"Morgen seid ihr weg, die Probleme bleiben"
11.11.2007 | 19:07 Uhr 2007-11-11T19:07:51+0100Schon wie sie da sitzen - das erinnert an eine Anhörung vor einem Untersuchungsausschuss. ZDF-Journalistin Ulrike Brödermann und ihre vier Co-Autoren in einer Reihe. Vor ihnen knapp 100 Menschen, die meisten aus der Nordstadt.
Am Freitagabend kam es im Gemeindehaus St. Joseph in der Münsterstraße zur Aussprache über die drei mal 45 Minuten Film, die für so viel Unmut sorgen. Sechs Monate lang haben die Journalisten in der Nordstadt gedreht, sich also richtig Zeit genommen (welcher Privatsender würde so vorgehen?) und sich sogar dazu entschlossen, einige Aufnahmen zum Schutz der Betroffenen nicht zu zeigen. Ein journalistisch sauberes Vorgehen.
Oma Bonke findet den Film ganz gut
Und trotzdem: Bei den Menschen im Stadtteil kommt die Dokumentation nicht an. Man ist sauer. Nur Prostituierte, Drogen und Müll - alles Positive fällt angeblich unter den Tisch.
Eine Frau bringt es auf den Punkt: "Welche Intention verfolgen Sie mit dem Film? Das ist doch keine soziale Sensibilisierung, sondern ein holzschnittartiges Bestätigen von Klischees." Applaus aus dem Publikum.
Auch viele der Menschen, die in der Doku-Serie "Rap, Koran und Oma Bonke" gezeigt werden, nicken zustimmend. Zu Beginn des Abends wurden noch einmal Ausschnitte aus den ersten beiden Teilen gezeigt.
Oma Bonke selbst findet den Film zwar ganz in Ordnung, "nur der Kiffer hat zu viel Platz", meint sie. Der "Kiffer"selbst, Gökhan, ist da gleicher Meinung: "Ich steh als Trottel dar", wirft er den Journalisten vor. Ein älterer Mann hält dagegen, er habe den Film ganz anders erlebt: "Ich war beeindruckt, wie gut du die Sprache beherrschst und auch von deinen künstlerischen Leistungen", sagt er dem jungen Rapper. Auch diesmal klatschen die Gäste.
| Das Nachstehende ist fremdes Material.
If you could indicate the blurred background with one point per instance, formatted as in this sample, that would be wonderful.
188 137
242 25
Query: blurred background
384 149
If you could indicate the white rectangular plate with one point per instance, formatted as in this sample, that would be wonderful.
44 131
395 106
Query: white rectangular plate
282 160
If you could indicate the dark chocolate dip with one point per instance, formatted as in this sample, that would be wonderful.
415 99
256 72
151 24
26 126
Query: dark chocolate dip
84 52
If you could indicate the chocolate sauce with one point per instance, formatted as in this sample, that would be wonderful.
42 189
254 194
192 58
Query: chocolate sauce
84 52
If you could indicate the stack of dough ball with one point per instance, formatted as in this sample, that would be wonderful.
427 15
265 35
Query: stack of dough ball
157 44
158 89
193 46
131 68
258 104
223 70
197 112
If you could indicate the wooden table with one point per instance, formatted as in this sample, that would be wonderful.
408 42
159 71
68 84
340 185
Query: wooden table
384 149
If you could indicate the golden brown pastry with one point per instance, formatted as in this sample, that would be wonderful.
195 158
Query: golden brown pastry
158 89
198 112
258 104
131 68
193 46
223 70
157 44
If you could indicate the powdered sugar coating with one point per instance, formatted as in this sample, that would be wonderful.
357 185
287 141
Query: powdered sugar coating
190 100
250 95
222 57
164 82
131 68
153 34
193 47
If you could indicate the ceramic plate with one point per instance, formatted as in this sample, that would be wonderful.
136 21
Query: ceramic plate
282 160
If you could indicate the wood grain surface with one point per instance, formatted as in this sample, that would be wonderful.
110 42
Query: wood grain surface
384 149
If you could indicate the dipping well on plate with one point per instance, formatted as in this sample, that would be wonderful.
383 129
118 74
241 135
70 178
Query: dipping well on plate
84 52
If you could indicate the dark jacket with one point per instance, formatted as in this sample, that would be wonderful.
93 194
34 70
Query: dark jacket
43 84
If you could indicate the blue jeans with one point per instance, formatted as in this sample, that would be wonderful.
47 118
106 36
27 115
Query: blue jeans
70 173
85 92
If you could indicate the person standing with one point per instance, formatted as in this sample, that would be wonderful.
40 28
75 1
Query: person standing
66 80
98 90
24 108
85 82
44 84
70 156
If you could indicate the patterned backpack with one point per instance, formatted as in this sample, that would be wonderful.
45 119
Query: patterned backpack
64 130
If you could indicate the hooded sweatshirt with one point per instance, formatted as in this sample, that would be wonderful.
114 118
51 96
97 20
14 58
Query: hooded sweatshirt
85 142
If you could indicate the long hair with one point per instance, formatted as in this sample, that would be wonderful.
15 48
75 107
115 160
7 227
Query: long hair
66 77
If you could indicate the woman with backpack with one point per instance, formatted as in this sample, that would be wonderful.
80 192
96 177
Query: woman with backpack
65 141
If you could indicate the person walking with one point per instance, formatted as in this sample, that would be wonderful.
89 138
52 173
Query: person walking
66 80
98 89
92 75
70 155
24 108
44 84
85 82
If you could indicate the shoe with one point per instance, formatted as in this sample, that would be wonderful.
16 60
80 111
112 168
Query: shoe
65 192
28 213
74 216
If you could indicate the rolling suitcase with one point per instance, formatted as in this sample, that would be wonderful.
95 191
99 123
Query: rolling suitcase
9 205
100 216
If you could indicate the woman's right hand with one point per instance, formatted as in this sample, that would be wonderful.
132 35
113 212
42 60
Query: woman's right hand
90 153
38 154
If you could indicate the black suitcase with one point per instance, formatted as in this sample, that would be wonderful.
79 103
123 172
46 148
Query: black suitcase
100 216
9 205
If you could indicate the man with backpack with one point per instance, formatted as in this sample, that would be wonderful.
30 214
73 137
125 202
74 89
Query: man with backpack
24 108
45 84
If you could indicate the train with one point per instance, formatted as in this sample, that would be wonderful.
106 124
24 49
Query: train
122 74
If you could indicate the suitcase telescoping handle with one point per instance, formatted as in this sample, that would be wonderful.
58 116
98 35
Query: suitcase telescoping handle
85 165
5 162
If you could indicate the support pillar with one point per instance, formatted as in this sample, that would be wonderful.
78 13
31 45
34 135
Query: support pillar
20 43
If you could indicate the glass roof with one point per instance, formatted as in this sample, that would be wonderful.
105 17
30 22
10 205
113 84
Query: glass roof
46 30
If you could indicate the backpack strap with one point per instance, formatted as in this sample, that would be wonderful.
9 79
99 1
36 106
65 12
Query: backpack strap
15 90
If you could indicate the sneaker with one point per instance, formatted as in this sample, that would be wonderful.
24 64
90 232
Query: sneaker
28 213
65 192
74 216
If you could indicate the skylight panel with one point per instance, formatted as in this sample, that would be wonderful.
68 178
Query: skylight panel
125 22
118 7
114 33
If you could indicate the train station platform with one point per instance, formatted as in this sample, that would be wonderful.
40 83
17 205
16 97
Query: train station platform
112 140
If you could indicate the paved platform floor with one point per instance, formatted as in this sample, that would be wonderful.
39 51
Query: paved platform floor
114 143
Die Wut bleibt dennoch. "Objektive Realität und nicht verzerrte Wahrheit", fordert eine Frau. Peter Christ sagt: "Morgen seid ihr weg, aber die Probleme bleiben." Und es fallen sogar Bemerkungen fallen wie: "Das ist eine erbärmliche journalistische Arbeit". Eine Bürgerfunkerin setzt noch eins drauf: "Wir hätten nicht so lange gebraucht."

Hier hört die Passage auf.